Richieste da evitare estremamente

Pare che questo blog stia un pò funzionando. Nuovi membri si aggiungono ogni giorno al gruppo facebook "Autismo PDA - Sindrome da Evitamento Estremo Delle Richieste", chi per curiosità perché pensa che sia un altro gruppo sull'autismo, chi perché aggiunto da membri esistenti, chi perché ha letto uno dei blog o visto una delle infografiche e ritrova, in un figlio o un alunno, molte similarità con i sintomi.

Alcuni dei bambini del gruppo sono puri PDA, evitatori di richieste al 100% , come il mio, altri manifestano i sintomi solo in alcune sfumature del loro comportamento, o in alcune aree di attività (solo a scuola, solo per lavarsi, solo per mangiare, etc).

Ma per tutti, indiscriminatamente, il comune denominatore è che questi bambini rifiutano le richieste in modo patologico, un rifiuto che non sono loro a controllare ma è generato e guidato dall'ansia, e che in moltissimi casi porta a meltdown ingestibili, ovviamente dal bambino ma putroppo, e spesso, anche dal genitore.

Perché nella nostra società siamo portati a pensare che i bambini 'vogliono comportarsi male', e che se rifiutano di fare qualcosa è solo perché 'stanno facendo una monelleria', per cui spesso l'approccio al meltdown è sgridare o cercare di far smettere il bambino.

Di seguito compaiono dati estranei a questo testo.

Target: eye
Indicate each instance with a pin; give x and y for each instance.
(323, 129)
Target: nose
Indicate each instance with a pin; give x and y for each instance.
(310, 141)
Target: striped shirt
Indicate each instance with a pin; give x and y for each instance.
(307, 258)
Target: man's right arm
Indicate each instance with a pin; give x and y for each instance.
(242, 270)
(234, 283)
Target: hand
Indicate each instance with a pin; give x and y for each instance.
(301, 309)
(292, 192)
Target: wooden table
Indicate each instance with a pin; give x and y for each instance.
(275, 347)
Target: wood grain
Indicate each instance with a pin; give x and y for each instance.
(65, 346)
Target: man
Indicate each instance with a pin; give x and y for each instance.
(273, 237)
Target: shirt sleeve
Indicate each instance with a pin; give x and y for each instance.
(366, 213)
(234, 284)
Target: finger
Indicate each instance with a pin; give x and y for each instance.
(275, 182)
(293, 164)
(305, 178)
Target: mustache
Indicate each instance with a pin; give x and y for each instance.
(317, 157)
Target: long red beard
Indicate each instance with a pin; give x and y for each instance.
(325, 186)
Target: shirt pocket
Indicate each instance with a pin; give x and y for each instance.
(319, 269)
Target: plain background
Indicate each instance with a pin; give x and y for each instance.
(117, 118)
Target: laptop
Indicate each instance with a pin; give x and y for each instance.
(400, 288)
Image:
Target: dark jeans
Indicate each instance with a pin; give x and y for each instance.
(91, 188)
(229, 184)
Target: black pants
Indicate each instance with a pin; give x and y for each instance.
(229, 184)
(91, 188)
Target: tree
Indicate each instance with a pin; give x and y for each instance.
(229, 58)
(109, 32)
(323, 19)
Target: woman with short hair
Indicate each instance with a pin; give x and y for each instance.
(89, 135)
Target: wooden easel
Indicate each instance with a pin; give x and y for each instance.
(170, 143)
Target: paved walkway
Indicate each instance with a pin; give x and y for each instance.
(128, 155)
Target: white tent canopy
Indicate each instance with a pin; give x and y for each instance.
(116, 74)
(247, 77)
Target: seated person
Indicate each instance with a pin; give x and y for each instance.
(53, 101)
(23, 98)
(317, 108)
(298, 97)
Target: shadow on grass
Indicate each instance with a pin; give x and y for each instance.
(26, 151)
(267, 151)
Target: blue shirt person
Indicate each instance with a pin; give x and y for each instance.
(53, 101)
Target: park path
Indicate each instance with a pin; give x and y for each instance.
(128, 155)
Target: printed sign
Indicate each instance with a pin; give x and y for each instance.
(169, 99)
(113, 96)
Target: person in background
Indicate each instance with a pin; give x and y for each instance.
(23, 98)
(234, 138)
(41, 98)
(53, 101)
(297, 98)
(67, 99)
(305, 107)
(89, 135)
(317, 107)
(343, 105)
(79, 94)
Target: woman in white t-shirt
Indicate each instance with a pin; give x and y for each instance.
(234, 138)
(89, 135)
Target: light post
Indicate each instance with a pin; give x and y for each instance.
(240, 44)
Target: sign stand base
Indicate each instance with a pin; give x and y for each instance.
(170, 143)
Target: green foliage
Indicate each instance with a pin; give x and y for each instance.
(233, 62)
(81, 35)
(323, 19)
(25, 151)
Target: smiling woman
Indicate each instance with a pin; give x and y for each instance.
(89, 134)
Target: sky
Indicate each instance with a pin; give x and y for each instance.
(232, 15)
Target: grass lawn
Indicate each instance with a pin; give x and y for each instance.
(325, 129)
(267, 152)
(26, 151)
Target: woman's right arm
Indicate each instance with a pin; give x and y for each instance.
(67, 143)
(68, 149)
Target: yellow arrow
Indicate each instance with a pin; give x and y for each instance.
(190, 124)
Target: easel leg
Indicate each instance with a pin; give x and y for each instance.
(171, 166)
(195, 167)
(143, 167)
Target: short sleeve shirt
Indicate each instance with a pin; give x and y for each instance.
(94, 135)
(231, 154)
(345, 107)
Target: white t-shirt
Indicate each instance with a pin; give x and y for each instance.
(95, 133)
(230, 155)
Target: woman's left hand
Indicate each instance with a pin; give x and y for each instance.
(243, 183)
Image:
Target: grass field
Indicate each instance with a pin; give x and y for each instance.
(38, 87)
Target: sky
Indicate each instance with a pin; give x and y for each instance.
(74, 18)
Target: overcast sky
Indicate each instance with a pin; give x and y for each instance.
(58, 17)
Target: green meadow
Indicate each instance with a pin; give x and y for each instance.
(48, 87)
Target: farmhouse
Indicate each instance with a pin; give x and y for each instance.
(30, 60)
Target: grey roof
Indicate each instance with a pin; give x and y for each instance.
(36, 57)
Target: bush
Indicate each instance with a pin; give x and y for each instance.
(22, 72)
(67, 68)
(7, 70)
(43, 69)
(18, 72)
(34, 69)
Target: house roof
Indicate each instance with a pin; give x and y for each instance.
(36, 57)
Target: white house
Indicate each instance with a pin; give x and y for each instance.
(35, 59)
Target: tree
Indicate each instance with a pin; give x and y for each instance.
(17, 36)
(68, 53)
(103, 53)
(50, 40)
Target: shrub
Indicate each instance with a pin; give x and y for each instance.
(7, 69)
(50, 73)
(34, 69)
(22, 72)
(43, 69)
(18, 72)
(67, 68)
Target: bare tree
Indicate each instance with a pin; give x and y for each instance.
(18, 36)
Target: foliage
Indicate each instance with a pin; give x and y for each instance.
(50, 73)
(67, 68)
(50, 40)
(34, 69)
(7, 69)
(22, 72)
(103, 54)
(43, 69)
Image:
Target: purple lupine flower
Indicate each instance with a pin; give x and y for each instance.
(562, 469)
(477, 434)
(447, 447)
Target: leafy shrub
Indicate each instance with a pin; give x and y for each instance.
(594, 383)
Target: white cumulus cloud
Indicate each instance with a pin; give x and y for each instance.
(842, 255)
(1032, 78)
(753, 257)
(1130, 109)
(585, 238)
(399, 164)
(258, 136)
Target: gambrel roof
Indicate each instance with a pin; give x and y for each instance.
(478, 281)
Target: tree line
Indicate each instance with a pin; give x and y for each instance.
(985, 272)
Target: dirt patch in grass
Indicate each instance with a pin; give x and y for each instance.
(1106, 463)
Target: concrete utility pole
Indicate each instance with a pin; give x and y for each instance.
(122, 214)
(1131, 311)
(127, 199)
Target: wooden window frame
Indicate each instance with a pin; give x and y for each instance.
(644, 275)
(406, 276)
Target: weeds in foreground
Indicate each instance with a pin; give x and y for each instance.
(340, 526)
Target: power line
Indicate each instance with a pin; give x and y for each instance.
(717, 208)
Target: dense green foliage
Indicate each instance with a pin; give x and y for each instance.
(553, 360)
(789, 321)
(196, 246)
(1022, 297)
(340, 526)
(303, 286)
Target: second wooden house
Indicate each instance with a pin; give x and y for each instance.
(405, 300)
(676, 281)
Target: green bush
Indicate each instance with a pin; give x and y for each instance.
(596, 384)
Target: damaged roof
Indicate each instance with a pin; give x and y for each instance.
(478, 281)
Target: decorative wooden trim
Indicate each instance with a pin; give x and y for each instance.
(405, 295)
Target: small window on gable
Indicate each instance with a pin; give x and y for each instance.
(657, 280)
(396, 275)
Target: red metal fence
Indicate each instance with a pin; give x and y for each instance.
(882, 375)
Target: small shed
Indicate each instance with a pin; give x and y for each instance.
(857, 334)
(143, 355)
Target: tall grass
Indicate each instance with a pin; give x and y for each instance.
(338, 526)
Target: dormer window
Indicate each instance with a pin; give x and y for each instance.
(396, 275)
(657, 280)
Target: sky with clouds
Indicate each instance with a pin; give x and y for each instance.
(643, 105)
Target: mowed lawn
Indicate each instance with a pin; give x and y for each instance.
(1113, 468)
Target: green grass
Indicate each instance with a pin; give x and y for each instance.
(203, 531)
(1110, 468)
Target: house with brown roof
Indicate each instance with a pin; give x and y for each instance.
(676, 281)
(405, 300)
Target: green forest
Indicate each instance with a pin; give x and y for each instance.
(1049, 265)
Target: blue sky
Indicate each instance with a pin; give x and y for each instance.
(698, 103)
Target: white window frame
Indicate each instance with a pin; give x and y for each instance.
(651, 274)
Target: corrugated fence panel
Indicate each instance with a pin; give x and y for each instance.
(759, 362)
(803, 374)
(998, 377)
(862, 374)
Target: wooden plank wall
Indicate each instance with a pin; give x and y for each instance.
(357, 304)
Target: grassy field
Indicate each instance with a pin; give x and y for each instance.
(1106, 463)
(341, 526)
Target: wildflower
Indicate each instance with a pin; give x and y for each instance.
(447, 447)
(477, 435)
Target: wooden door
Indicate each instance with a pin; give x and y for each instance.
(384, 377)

Perché ci vergognamo, perché non vogliamo che i presenti ci considerino genitori poco fermi, poco capaci, poco ascoltati, poco genitori. Perché la società ci ha insegnato che è piuù importante quello che un'estrane pensa di noi dell'aiutare nostro figlio in un momento di difficoltà (anche se fosse solo un capriccio, ai miei occhi è pur sempre l'espressioine di una difficoltà momentanea).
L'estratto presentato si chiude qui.